The Cedar Village Retirement Community resident says cliques of elderly people spread rumors at bingo games similar to teenagers gossping in the cafeteria.

“[The cliques] want to sit together [at bingo],” Grisham said. “Don’t you dare break up their little get together. [They] talk behind [each other’s] backs, [and] some have got their noses into everything.”

According to Arizona Central news, Robin Bonifas, an expert on the science of aging, estimated that 10 to 20 percent of nursing home residents were bullied in 2010. While Grisham has not experienced such bullying, she said that clique members often lie to one another.

“[Cliques] help some [people], but they do more harm than good,” Grisham said. “I don’t think clique [members] are true to each other.”

Grisham said that people never outgrow teenage “cliquey-ness.’”

Procter & Gamble employee Charles Walton said he believes that adults who are in cliques are trying to relive the past.

“Most people never grow up and they [re]live their ‘high school’ moments,” Walton said. “It’s so easy to get caught up in what makes you feel secure [like a clique].”

Mason High School assistant principal Joycelyn Senter said that cliques can be harmful to working adults.

“Cliques [can] be invisible in the workplace,” Senter said. “Those ‘invisible’ cliques can work against you if they [don’t approve of] a project you’re working on.”

According to Senter, the negativity of some workplace cliques can hurt the entire company or employer.

“If a clique is formed by negative conversations and [complaints], it will work against the mission [of the company],” Senter said.

Walton said that cliques often don’t consult others and create their own ideas for a company.

“[Cliques] drive clarity because they know where [the company] is going and what it needs to do to be productive,” Walton said. “[But] they tend to have a ‘Group Think’ [for ideas], and they don’t have the diversity of thought, experience, and expertise that [would] allow them to function at a high level.”

One workplace that houses cliques is MHS itself. Senter said that teachers and administrators group into cliques by department.

“Departments are cliquish because they have conversations about the same topics,” Senter said. “[For example] English teachers talk about what [books] they have read.
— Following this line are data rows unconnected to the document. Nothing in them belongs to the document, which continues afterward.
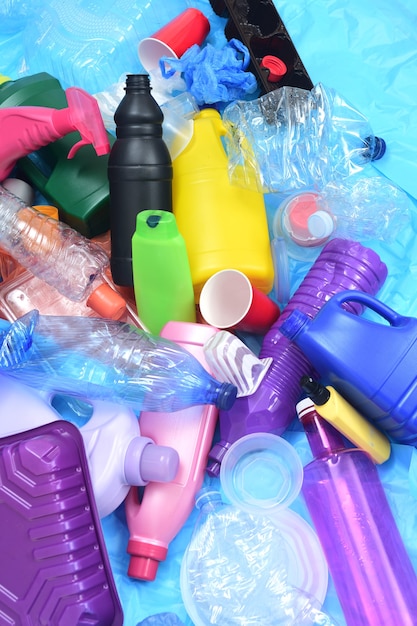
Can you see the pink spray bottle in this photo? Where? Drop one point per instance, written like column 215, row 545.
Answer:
column 155, row 520
column 25, row 129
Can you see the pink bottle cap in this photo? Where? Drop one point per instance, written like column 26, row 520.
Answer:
column 145, row 559
column 159, row 463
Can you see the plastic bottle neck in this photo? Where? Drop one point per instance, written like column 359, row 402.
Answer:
column 137, row 82
column 323, row 438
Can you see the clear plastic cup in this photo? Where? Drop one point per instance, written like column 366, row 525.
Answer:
column 261, row 473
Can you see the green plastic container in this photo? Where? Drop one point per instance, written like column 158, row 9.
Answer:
column 161, row 271
column 78, row 187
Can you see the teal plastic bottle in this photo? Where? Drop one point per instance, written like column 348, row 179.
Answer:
column 371, row 362
column 79, row 186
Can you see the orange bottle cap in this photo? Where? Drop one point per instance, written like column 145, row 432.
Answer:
column 47, row 209
column 277, row 68
column 107, row 302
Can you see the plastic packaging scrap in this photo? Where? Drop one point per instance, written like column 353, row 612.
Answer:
column 292, row 138
column 230, row 360
column 102, row 359
column 213, row 75
column 234, row 571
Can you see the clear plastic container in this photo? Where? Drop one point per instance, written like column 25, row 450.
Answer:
column 235, row 571
column 108, row 360
column 291, row 139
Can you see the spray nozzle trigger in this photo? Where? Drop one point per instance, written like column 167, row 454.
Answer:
column 85, row 116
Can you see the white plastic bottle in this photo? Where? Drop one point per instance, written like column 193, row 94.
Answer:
column 118, row 456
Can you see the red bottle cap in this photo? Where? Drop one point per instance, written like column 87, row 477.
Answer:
column 277, row 68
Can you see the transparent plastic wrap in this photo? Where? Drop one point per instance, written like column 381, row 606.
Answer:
column 109, row 360
column 234, row 571
column 293, row 138
column 51, row 250
column 89, row 45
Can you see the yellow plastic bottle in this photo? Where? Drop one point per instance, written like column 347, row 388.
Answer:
column 224, row 226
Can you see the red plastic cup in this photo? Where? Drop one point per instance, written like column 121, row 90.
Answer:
column 228, row 300
column 172, row 40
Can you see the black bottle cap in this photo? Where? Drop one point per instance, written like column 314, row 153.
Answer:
column 318, row 393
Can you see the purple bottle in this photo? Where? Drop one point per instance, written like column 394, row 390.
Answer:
column 371, row 570
column 342, row 264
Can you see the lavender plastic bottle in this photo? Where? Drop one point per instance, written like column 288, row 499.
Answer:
column 342, row 264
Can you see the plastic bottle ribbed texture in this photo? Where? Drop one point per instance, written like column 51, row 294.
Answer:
column 341, row 265
column 51, row 250
column 162, row 619
column 139, row 171
column 292, row 138
column 234, row 571
column 372, row 572
column 107, row 360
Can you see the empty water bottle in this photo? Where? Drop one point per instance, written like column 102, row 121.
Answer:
column 53, row 251
column 293, row 138
column 102, row 359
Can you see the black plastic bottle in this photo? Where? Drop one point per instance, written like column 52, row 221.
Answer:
column 139, row 171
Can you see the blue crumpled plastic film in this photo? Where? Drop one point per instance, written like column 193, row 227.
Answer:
column 367, row 51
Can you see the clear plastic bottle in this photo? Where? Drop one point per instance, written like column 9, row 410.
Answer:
column 293, row 138
column 360, row 207
column 107, row 360
column 50, row 249
column 372, row 572
column 234, row 571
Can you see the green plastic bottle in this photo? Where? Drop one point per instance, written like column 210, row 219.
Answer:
column 161, row 271
column 78, row 187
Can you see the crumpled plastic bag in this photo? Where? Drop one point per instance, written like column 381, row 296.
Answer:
column 214, row 75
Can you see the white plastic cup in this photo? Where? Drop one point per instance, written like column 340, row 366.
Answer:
column 228, row 300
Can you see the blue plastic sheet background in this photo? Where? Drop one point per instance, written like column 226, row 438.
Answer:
column 368, row 52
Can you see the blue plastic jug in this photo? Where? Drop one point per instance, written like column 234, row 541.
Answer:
column 372, row 363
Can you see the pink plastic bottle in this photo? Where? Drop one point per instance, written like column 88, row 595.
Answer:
column 155, row 521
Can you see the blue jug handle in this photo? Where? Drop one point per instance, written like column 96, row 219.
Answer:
column 391, row 316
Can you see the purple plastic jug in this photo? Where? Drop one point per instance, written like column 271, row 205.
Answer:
column 341, row 265
column 371, row 363
column 372, row 572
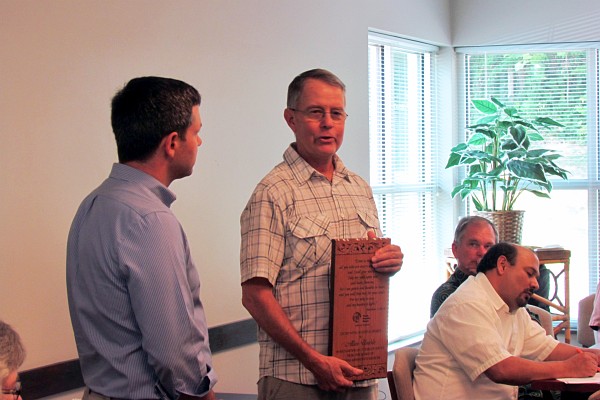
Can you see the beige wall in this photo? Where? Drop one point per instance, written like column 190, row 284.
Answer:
column 62, row 60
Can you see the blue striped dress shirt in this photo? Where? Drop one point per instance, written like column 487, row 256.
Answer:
column 134, row 293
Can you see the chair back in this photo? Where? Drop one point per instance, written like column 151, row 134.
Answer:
column 400, row 378
column 585, row 334
column 545, row 318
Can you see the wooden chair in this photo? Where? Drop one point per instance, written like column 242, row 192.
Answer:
column 401, row 376
column 545, row 318
column 585, row 334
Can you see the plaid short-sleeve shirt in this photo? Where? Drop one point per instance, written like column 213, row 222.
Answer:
column 286, row 229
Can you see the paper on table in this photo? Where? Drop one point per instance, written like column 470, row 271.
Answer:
column 591, row 379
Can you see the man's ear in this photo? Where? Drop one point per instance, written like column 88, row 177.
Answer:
column 502, row 264
column 290, row 118
column 169, row 144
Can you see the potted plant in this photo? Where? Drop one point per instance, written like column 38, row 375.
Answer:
column 501, row 164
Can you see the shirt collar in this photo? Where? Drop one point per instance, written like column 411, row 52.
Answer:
column 499, row 304
column 304, row 172
column 126, row 173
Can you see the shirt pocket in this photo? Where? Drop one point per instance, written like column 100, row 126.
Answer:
column 369, row 220
column 309, row 239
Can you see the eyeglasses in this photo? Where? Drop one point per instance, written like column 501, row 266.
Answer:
column 317, row 114
column 16, row 391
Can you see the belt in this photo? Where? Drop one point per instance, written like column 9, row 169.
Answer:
column 96, row 395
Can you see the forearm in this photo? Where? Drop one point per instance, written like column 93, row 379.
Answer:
column 519, row 371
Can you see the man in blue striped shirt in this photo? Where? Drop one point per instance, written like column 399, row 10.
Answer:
column 133, row 289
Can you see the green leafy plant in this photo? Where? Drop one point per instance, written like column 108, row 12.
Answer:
column 500, row 164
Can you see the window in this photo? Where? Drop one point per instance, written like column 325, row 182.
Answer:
column 404, row 172
column 560, row 81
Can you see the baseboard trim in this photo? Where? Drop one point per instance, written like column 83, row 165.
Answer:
column 64, row 376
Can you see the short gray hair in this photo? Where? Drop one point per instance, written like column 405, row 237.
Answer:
column 297, row 85
column 466, row 221
column 12, row 352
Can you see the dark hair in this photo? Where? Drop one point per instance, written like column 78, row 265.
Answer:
column 466, row 221
column 490, row 259
column 297, row 85
column 12, row 352
column 146, row 110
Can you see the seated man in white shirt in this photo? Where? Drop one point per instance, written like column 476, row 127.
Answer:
column 482, row 344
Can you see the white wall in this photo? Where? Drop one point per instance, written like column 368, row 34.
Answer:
column 62, row 60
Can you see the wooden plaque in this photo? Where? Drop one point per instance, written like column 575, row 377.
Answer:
column 359, row 307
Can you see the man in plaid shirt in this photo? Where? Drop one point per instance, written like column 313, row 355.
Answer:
column 287, row 227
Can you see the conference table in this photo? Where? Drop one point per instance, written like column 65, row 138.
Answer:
column 569, row 391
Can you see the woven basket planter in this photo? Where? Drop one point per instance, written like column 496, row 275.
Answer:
column 508, row 223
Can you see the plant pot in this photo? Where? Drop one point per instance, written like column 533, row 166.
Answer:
column 508, row 223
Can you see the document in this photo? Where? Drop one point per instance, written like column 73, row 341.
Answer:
column 359, row 307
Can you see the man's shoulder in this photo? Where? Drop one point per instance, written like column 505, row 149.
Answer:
column 128, row 196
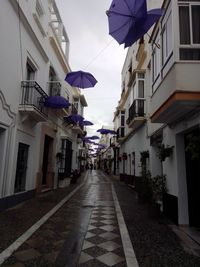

Some teachers that have graduated from Mason [also] form cliques with their [former] teachers.”

Grisham said that MHS has grown since she graduated, but she doesn’t think the size change affects the amount of cliques in the school.

“[Mason City Schools] have changed a lot,” Grisham said. “When I went, there weren’t as many people there. But I think the [amount of exclusivity] is about the same. Cliques are all over the place.”

According to Walton, the best way to combat negative cliques is to stand up for what is right.

“Challenge the status quo but do so in a productive, positive manner,” Walton said. “Be an effective leader. Being a leader is hard and doesn’t always make you popular. But doing the right thing is more important.”

Fortunately, negative encounters with cliques in high school may not affect one’s future. Senter said that her cliques and high school drama don’t have an impact on her life today.

“I was a part of the ‘nerdy’ group, but I was also popular from being on the dance team,” Senter said. “I was active, so I was [in a lot of cliques]. But I probably talk to five people I went to high school with.”

Walton said his greatest advice on dealing with cliques throughout life is to focus on your goals and role models.

“Role model someone who you aspire to be like,” Walton said. “And set goals, aspire to achieve them, and move onto the next goal. The qualities of selflessness, acting maturely, and genuinely being nice to everyone are what we all should aspire [to obtain]. Be yourself.”

Grisham said she follows even simpler advice regarding cliques.

“I mind my own business,” Grisham said. “As long as [cliques] leave me alone I’ll leave them alone. Live the way you want to and [don’t] worry about the cliques.”

“[The cliques] want to sit together [at bingo]. Don’t you dare break up their little get together. [They] talk behind [each other’s] backs, [and] some have got their noses into everything.”